Llama 3.1 model variants: what you actually need to run each one
Meta released the Llama 3.1 family in July 2024 in three sizes: 8B, 70B, and 405B parameters. Each targets a different cost-quality tier, and each has hard GPU VRAM requirements that determine which EC2 instances can serve it. The official model card on HuggingFace documents the context window (128k tokens for all three variants) and supported quantization formats.

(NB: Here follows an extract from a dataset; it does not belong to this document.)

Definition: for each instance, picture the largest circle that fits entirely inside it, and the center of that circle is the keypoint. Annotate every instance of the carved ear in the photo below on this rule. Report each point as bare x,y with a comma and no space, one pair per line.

The Llama 3.1 8B model in full FP16 precision requires approximately 16 GB of VRAM, which means a single A10G (24 GB on g5.xlarge) can serve it with headroom for KV cache. In practice most teams run 8B in Q4_K_M quantization (about 4.5 GB), which allows 4–5 concurrent request contexts at once on a single A10G and costs only $1.006/hr on-demand — making it the cheapest production-grade open inference setup on AWS.
The Llama 3.1 70B model requires approximately 140 GB in BF16, which means you need either 4× A10G (96 GB, only feasible with Q4 quantization at ~35–38 GB) or 2× A100 80GB for FP16. The practical sweet spot is the g5.12xlarge at $5.672/hr running 70B in Q4_K_M — good quality, usable throughput (~80–120 tokens/second at batch 8), and roughly 5× cheaper than a p4d.24xlarge.
The Llama 3.1 405B model is in a class of its own. Full BF16 requires ~810 GB of VRAM — 8× A100 80GB (640 GB) is not enough for FP16, so you need either Q4 quantization on a p4d.24xlarge or a full p5.48xlarge (8× H100 SXM, 640 GB) running BF16 with tensor parallelism. The p5.48xlarge runs $98.32/hr on-demand. At that price, the break-even against GPT-5 Pro API calls is genuinely high — only teams processing millions of tokens per hour reach it.